Die einfach zu bedienende Benutzeroberfläche sowie die fortschrittliche Suchtechnologie von Google und die damit verbundene Qualität der Suchergebnisse machte Google innerhalb kurzer Zeit zu einer der beliebtesten Suchmaschine im Internet. Google ant-wortet auf mehr als 200 Millionen Suchvorgänge pro Tag. Die Applikationen und die Systemarchitektur, welche für die Bereitstellung der Suchergebnisse entwickelt wurden, sollen im nächsten Kapitel kurz vorgestellt werden, wobei jedoch auf die detaillierte Vorgehensweise bei der Bearbeitung einer Suchanfrage verzichtet werden soll.
2.2 Google Applikation
2.2.1 Google Application Programming Interface
Die Google Software Architektur wurde systematisch für die Abfrage von externen Applikationen erweitert, indem ein Web Service Interface zur Verfügung gestellt wurde.
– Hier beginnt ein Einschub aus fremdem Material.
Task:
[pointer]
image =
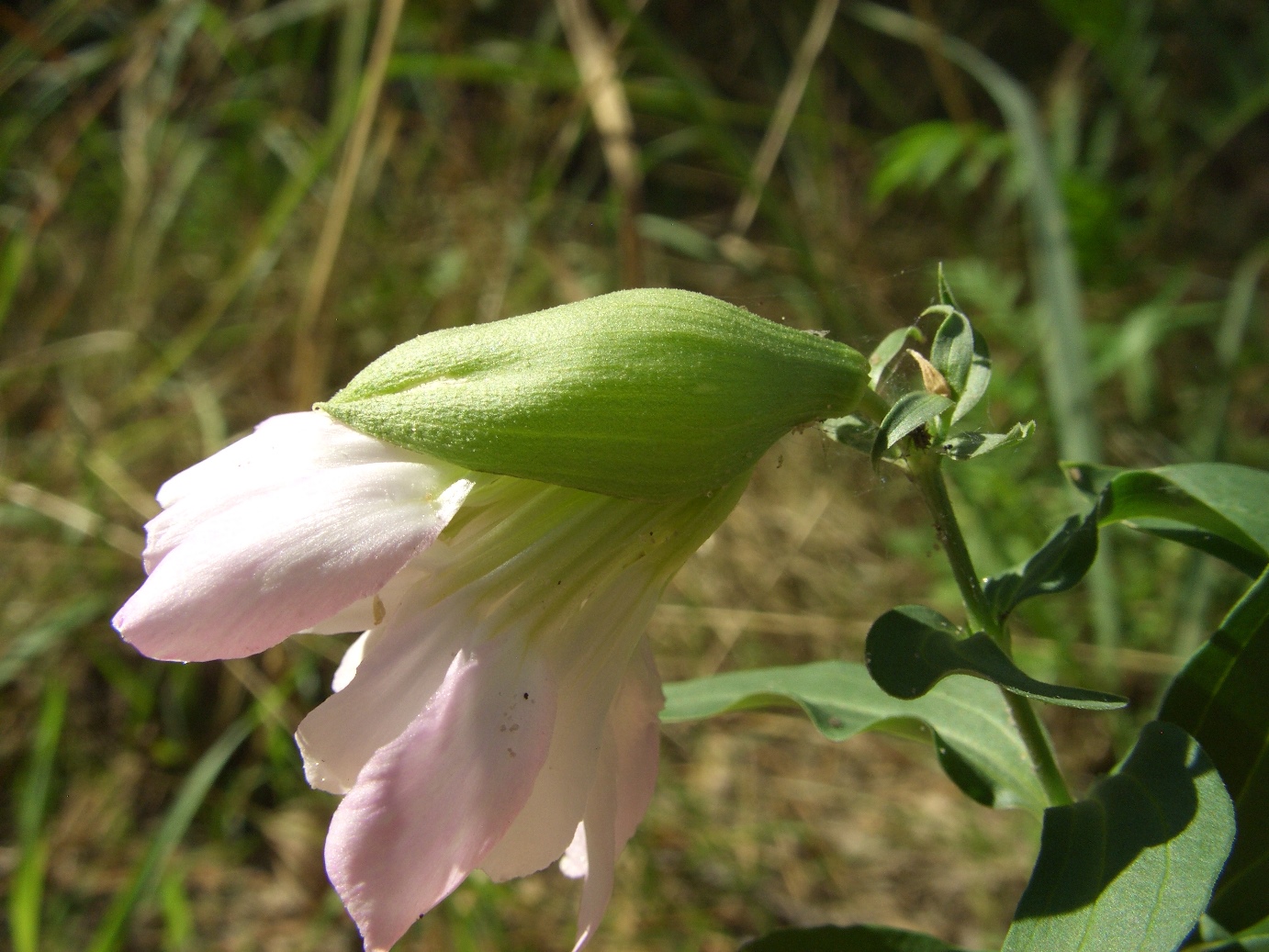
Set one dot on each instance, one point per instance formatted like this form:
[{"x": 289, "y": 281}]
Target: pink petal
[
  {"x": 404, "y": 664},
  {"x": 429, "y": 806},
  {"x": 601, "y": 846},
  {"x": 624, "y": 779},
  {"x": 283, "y": 560},
  {"x": 281, "y": 451},
  {"x": 634, "y": 719},
  {"x": 591, "y": 654}
]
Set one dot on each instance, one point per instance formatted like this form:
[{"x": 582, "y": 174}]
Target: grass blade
[{"x": 145, "y": 881}]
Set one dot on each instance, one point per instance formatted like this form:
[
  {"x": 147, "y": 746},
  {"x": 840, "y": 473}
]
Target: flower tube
[{"x": 499, "y": 710}]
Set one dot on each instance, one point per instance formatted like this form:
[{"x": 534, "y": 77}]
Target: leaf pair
[
  {"x": 910, "y": 649},
  {"x": 966, "y": 719},
  {"x": 1218, "y": 508}
]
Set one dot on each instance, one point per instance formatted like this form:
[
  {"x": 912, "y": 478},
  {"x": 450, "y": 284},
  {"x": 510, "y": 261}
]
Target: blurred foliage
[{"x": 166, "y": 172}]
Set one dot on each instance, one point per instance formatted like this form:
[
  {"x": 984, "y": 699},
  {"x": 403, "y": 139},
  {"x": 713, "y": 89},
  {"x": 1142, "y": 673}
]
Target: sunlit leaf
[
  {"x": 847, "y": 938},
  {"x": 1218, "y": 508},
  {"x": 1222, "y": 699},
  {"x": 1057, "y": 565},
  {"x": 909, "y": 413},
  {"x": 890, "y": 347},
  {"x": 1131, "y": 868},
  {"x": 967, "y": 446},
  {"x": 965, "y": 716},
  {"x": 911, "y": 649}
]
Die Kommunikation dieses Web Interfaces mit den User Applikationen ist in Abbildung 1 beschrieben. Der Google Server ist hierbei nur für die Ausführung der Abfrage der User verantwortlich. Ein Entwickler kann die Programmiersprache (C, Perl, Java, PHP, .NET, etc.) frei wählen und eine Verbindung zu dem remote Google Web API’s Service herstellen. Die Kommunikation findet via SOAP (ein auf XML basierender Mechanismus) statt. Sobald sich die Applikation mit dem Google Server verbunden hat, können Suchabfragen auf mehr als 8 Milliarden Webseiten sowie Zugriff auf den Google Cache ausgeführt werden. Die Google Web APIs unterstützen die auf der Google.com verwendete Suchsyntax.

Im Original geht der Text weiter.